Urmila a six ans. On l’imagine très petite, menue et peut-être même un peu espiègle. Que peut-il bien lui arriver, alors que ses parents l’aiment et qu’elle dépend d’une fratrie de sept personnes? Le pire, voilà ce qui va advenir. “Nous étions si pauvre, pas de terre, pas d’argent, pas de nourriture et mon père est tombé malade. La seule façon pour lui d’aller à l’hôpital était de me ‘prêter’ en servante à une famille qui plus aisée”.
Les frais seront payés. Soixante-deux millions de filles sont toujours privées d’éducation à travers le monde, rappelle l’ONG Plan International. Il y aurait près de 15,5 millions d’enfants esclaves domestiques, parmi lesquelles 70% de filles âgées de 5 à 17 ans. Au Népal, ces enfants issus des couches les plus défavorisées de la population, sont désignés sous le terme de “kamalari”. Ils sont “vendus ou prêtes” pour une somme dérisoire. Urmila, qui est devenue la Présidente d’un forum de kamalari qui compte quelques 13.000 membres, est fière de pouvoir dire que depuis qu’elle est libre, elle a contribué à sauver, avec l‘aide de l”ONG, 3.775 domestiques esclaves.
“Master”
Le bagne domestique est instauré. “Le ‘Master’ parlait népalais, je ne comprenais rien et il me hurlait dessus quand il prononçait mon nom.” Aller chercher de l’eau, cinquante-cinq minutes, aller-retour.
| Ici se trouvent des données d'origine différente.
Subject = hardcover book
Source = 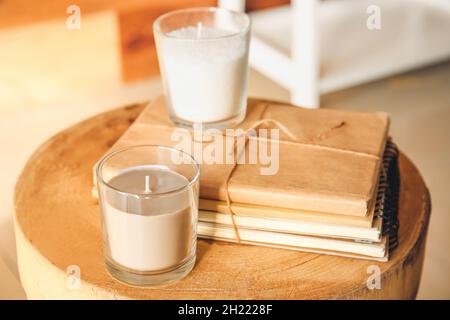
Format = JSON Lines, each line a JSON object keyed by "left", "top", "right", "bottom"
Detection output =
{"left": 96, "top": 96, "right": 390, "bottom": 216}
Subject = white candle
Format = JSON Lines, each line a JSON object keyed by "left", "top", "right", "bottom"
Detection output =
{"left": 102, "top": 166, "right": 194, "bottom": 272}
{"left": 154, "top": 8, "right": 250, "bottom": 128}
{"left": 162, "top": 26, "right": 248, "bottom": 123}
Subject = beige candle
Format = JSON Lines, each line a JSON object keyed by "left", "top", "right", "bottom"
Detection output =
{"left": 97, "top": 145, "right": 199, "bottom": 286}
{"left": 102, "top": 166, "right": 195, "bottom": 272}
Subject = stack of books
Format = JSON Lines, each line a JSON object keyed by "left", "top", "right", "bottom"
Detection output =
{"left": 197, "top": 140, "right": 399, "bottom": 261}
{"left": 94, "top": 97, "right": 400, "bottom": 261}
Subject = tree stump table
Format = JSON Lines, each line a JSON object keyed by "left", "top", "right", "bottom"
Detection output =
{"left": 14, "top": 101, "right": 431, "bottom": 299}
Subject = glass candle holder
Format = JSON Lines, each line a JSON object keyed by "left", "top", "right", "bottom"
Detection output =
{"left": 96, "top": 145, "right": 200, "bottom": 286}
{"left": 154, "top": 7, "right": 251, "bottom": 129}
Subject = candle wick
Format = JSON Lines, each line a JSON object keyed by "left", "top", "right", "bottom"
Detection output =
{"left": 196, "top": 22, "right": 202, "bottom": 39}
{"left": 144, "top": 175, "right": 152, "bottom": 193}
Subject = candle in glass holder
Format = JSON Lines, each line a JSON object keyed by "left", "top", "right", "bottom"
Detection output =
{"left": 154, "top": 7, "right": 251, "bottom": 129}
{"left": 96, "top": 146, "right": 200, "bottom": 286}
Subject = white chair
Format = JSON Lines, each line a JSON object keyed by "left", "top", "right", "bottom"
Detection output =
{"left": 219, "top": 0, "right": 450, "bottom": 108}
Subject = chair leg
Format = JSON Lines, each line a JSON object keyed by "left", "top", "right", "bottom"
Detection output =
{"left": 218, "top": 0, "right": 246, "bottom": 12}
{"left": 291, "top": 81, "right": 320, "bottom": 109}
{"left": 291, "top": 0, "right": 320, "bottom": 108}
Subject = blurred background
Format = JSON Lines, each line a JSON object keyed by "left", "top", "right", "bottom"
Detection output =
{"left": 0, "top": 0, "right": 449, "bottom": 299}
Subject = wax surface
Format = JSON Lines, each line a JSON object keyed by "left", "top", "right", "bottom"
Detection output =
{"left": 102, "top": 166, "right": 195, "bottom": 271}
{"left": 108, "top": 165, "right": 188, "bottom": 198}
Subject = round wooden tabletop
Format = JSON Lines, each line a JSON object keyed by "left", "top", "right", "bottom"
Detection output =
{"left": 14, "top": 102, "right": 431, "bottom": 299}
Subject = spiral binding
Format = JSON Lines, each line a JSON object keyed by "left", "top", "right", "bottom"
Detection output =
{"left": 374, "top": 138, "right": 400, "bottom": 251}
Emmener les enfants de la maison, à l’école. Il n’y en aura jamais pour Urmila, une école qu’on lui avait aussi pourtant fait miroiter. Jamais de petit cartable, de gomme et de crayons, de jolis livres avec des images en couleur. Il n’y aura que du travail du matin au soir, de la cuisine qu’elle ne sait pas faire, bien sûr. Mais qui sait cuisiner, à six ans? “Je ne connaissais rien à la modernité, je n’avais jamais vu de voiture, je ne savais même pas ce qu’était un bouton”. Des coups, des humiliations de la part des enfants de la famille, voilà ce qu’elle a en retour. “Je voulais juste jouer avec eux mais ils ne le voulaient pas, ils disaient on ne peut pas jouer avec toi, tu es une servante”. Mon dieu, que s’imagine-t-elle, cette petite péronnelle, jouer avec les héritiers ceux qui apprennent à lire et à écrire! Une hérésie! Urmila restera six ans.

 

“Mistress”, la politicienne

Puis elle est donnée à quelqu’un d’autre. Une “Mistress”, une politicienne. Une combinaison qui devrait lui porter chance. Une femme pourrait-elle maltraiter un enfant qui plus est, quand elle parle de droit de devoir, de moral et de corruption. Eh bien si. Urmila, qui a maintenant 14 ans, doit cuisiner cinq plats par jour et si un déplaît à la “Mistress”, il est immédiatement jeté à la poubelle.